KUPANG-JARRAKPOSKUPANG-
Pakar komunikasi Indonesia dan Akademisi dari Universitas Pelita Harapan (UPH), Emrus Sihombing kembali menyoroti pola komunikasi dalam ruang publik sosial media.
“Disadari atau tidak, ruang publik sosial media masih terus diwarnai pilihan diksi dan atau kemasan pesan yang dapat menimbulkan polarisasi di tengah masyarakat dan berpotensi mengancam disintegrasi sosial. Dari pilihan diksi dan pesan komunikasi yang dilontarkan memposisikan satu dengan yang lain seolah sudah “berhadap-hadapan”, sekaligus dapat “menjelaskan” identitas dan posisi kelompok serta kepentingan politiknya.”
Lebih jauh Emrus mengatakan bahwa,pola komunikasi tertentu dapat melebelkan kelompok tertentu pada posisi komunis,teroris dan radikalisme.

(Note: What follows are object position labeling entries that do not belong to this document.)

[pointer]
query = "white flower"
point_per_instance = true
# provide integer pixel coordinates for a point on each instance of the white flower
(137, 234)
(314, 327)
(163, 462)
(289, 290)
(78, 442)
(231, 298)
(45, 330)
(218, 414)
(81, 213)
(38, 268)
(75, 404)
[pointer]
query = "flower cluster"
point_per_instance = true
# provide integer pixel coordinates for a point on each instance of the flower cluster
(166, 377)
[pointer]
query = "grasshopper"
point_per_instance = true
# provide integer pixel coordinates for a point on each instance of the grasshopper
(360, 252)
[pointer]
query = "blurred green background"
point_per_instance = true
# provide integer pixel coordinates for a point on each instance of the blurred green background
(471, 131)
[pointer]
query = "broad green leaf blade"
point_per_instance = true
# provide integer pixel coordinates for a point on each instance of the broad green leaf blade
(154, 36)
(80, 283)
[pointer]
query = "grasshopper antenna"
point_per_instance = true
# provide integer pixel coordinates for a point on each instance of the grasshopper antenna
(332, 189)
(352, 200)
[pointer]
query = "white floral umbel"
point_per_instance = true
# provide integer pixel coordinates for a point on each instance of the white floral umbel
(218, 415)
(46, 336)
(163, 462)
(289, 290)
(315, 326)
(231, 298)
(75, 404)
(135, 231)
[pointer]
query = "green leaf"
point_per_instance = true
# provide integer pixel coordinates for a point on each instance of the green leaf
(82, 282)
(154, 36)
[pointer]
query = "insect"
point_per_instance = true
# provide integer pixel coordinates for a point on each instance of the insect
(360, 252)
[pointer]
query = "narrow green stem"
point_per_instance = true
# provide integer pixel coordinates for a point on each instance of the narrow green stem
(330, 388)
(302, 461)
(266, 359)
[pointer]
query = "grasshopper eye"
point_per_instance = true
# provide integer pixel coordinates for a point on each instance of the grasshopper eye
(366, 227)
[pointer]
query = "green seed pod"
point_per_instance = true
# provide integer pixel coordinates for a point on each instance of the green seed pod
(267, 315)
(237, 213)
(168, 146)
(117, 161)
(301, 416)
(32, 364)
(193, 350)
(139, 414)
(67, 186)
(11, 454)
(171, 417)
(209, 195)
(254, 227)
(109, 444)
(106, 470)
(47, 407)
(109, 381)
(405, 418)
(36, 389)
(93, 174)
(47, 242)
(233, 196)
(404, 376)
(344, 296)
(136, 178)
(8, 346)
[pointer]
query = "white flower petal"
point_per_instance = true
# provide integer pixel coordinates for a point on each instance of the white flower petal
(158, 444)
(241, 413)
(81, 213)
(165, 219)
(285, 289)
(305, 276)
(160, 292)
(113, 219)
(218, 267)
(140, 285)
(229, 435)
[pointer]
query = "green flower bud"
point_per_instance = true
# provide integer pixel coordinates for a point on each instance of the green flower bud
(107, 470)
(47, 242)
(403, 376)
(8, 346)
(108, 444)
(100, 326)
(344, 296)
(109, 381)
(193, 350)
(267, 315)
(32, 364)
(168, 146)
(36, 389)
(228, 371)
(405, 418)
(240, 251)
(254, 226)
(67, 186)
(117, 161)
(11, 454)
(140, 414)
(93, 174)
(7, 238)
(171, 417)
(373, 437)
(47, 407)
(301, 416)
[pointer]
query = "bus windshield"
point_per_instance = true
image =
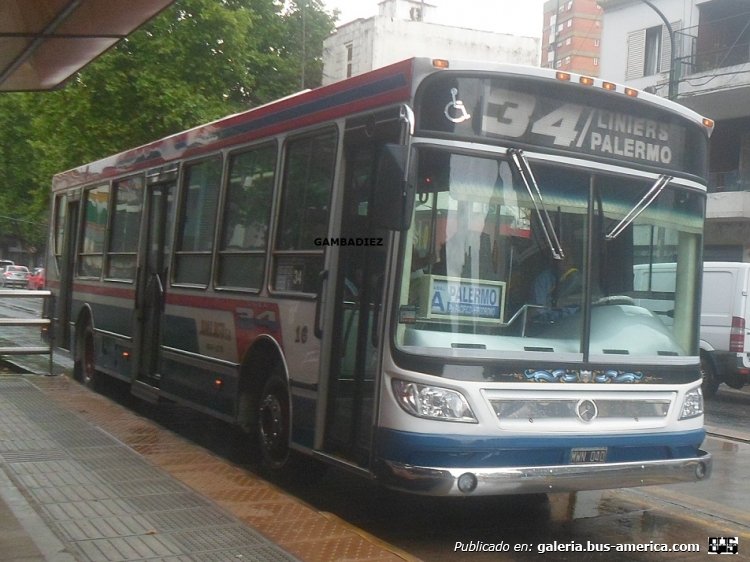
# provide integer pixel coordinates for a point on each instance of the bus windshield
(483, 275)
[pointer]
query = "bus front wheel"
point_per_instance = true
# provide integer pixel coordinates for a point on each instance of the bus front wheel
(273, 423)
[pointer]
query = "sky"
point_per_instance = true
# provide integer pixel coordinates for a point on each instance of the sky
(518, 17)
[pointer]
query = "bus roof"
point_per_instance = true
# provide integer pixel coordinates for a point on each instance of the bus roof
(388, 85)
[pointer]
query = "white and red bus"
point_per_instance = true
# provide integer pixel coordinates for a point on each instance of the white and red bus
(423, 273)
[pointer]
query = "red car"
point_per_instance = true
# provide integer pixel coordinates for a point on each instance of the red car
(36, 279)
(14, 276)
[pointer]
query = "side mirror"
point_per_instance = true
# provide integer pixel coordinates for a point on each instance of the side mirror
(393, 199)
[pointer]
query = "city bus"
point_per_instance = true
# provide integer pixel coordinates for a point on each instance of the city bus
(423, 274)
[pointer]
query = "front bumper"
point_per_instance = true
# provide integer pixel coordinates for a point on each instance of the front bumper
(546, 479)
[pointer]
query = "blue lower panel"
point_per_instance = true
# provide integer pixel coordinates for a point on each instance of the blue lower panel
(456, 451)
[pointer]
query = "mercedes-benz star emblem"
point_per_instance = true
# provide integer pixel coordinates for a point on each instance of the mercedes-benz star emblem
(586, 410)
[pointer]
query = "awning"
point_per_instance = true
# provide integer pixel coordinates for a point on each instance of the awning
(45, 42)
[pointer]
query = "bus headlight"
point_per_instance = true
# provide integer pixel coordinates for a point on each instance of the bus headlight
(692, 405)
(433, 402)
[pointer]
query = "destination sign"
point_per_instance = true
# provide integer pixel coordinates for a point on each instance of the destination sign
(451, 297)
(557, 116)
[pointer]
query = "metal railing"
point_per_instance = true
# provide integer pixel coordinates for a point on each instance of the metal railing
(43, 322)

“Pola komunikasi tersebut masih terus mengemuka di ruang publik dengan melebelkan kelompok tertentu pada posisi sebagai memunculkan kembali ideologi komunis, menempatkan sosok tertentu sebagai anti suatu agama dan pro negara tertentu, kandrun, teroris, radikalis, adek-adek calon teroris dan lain sebagainya”,tutur Emrus dalam press release yang diterima Media ini,(Rabu,8/7/2020)
Menurut Komunikolog Indonesia ini,semua itu tidak lain bertujuan menggiring atau membentuk opini publik tidak produktif dalam rangka kebersamaan sebagai negara kebangsaan.
Direktur Eksekutif Lembaga Emrus Corner menegeskan bahwa bisa saja terjadi upaya penggiringan peta kognisi “Hati-hati,bisa saja terjadi dalam diskusi-diskusi kelompok kecil di teritorial privat tindakan manipulasi persepsi dengan mengemukakan antara lain, mana lebih dipercayai antara kitab suci (menyebut nama kitab) agama dengan ideologi bangsa. Pasti jawaban mereka, kitab suci tersebut. Atau membandingkan, mana lebih baik presiden (menyebut nama presiden tertentu) dengan Nabi yang sangat mulia. Pasti jawaban mereka, Nabi. Jelas, ini upaya penggiringan peta kognisi.Sebab, perbandingan semacam ini sama sekali sudah sesat logika karena tidak setara satu dengan yang lain, seperti membandingkan antara benda padat dengan benda cair.”
Emrus juga memperjelas bahwa
Efek lanjutan dari mereka yang terkena manipulasi persepsi tersebut, turut berwacana sehingga ruang publik semakin tercemar.Pola komunikasi politik di atas, selain tidak edukatif, tetapi juga berpotensi menimbulkan darurat komunikasi ruang publik.Tentu ini sangat bertentangan komunikasi kebersamaan.
Pakar Komunikasi Emrus kemudian mengambil suatu sikap yang menjadi solusi dengan mengutamakan komunikasi harus terkelola dengan baik.
“Oleh karena itu, potensi darurat komunikasi ruang publik tersebut harus segera ditangani dengan menciptakan suasana komunikasi kebersamaan yang asertif yang mampu membuat semua pihak nyaman dalam rumah kebangsaan.Lembaga yang bertanggungjawab menciptakan suasana komunikasi kebangsaan yang asertif, menurut hemat saya, Kementerian Komunikasi dan Informasi, Badan Pembinan Ideologi Negara, Unit Komunikasi Istana, semua biro komunikasi kementerian dan instansi pemerintah dari pusat hingga daerah yang terkelola dengan baik dalam suatu unit kerja Koordinator Manajemen Komunikasi Pemerintah.”